2024. Syrische Milizen der HTS, unterstützt von der Türkei, erobern Ende letzten Jahres, fast ohne Gegenwehr der syrischen Armee, eine Großstadt nach der anderen. Assad stürzt und flieht nach Moskau. Zunächst bricht der Libanon weg, dann auch Syrien. Das Kartenhaus der iranischen Großmachtstellung stürzt ein. Der schiitische Halbmond löst sich auf. "So viel Unterstützung ist seitens Irans in dieses Regime von Assad geflossen. Und im Prinzip hat der Iran dafür nichts wieder bekommen", so die Syrien-Expertin Bente Scheller. "Ich glaube nicht, dass Iran jemals so schwach war wie heute und vor allen Dingen so öffentlich und ersichtlich schwach."

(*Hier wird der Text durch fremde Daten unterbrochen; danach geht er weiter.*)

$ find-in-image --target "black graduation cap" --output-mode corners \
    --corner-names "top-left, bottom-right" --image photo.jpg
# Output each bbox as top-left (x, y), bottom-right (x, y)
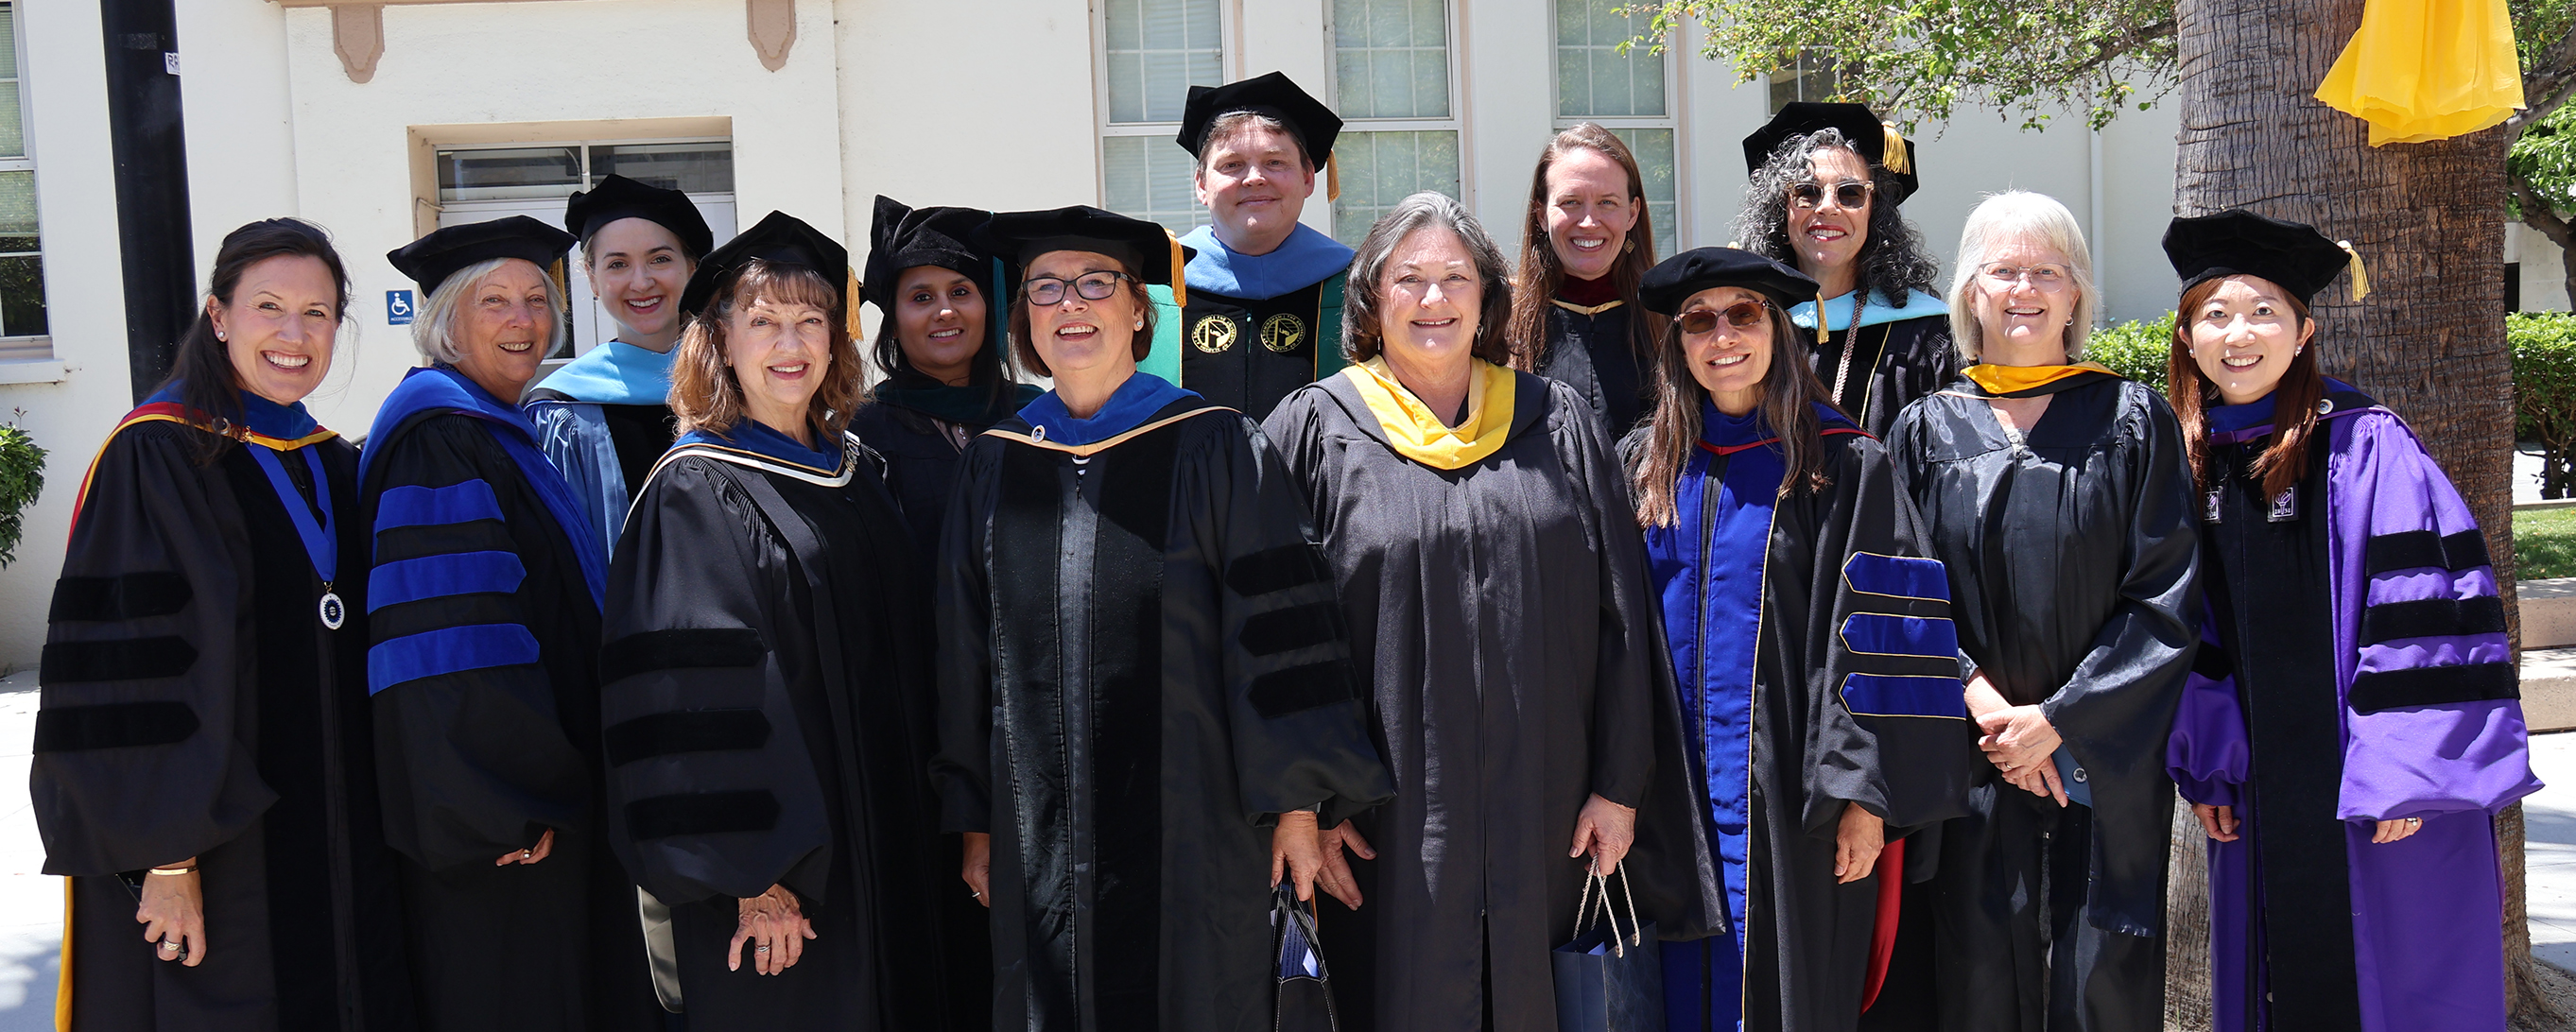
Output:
top-left (1740, 101), bottom-right (1919, 204)
top-left (678, 210), bottom-right (851, 318)
top-left (563, 174), bottom-right (716, 260)
top-left (1638, 247), bottom-right (1820, 316)
top-left (862, 196), bottom-right (1006, 314)
top-left (976, 205), bottom-right (1194, 306)
top-left (387, 215), bottom-right (577, 295)
top-left (1177, 71), bottom-right (1342, 163)
top-left (2162, 209), bottom-right (2369, 306)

Der iranische Präsident Peseschkian bei einer Rede
Irans Präsident Peseschkian sieht den Einfluss seiner Verbündeten schwinden  | Bild: SWR

10. Februar 2025. Revolutionsfeier in Teheran. Die Sätze von Präsident Peseschkian wirken wie hölzerne Durchhalteparolen, die Feierlichkeiten ziehen nur noch eingefleischte Regimeanhänger an. Und das war BEVOR Israel die wichtigsten iranischen Verteidigungslinien und sein Nuklearprogramm zerstören konnte.

16. Juni 2025. Der israelische Premier scheint vor Kraft kaum laufen zu können. Er hat nach dem Kriegseintritt der USA heute Nacht das erreicht, was er seit vielen Jahren angestrebt hatte: die Niederlage seines schärfsten Gegners. "Wir sind dabei, das Antlitz der ganzen Region zu verändern", sagt Benjamin Netanjahu. "Das kann weitreichende Folgen haben, auch für den Iran." Netanyahu will offenbar die ganze Region dominieren, nicht nur militärisch. Aber: ist der Iran schon wirklich am Ende? Oder kann sein Netzwerk im schiitischen Halbmond Israel doch noch gefährlich werden?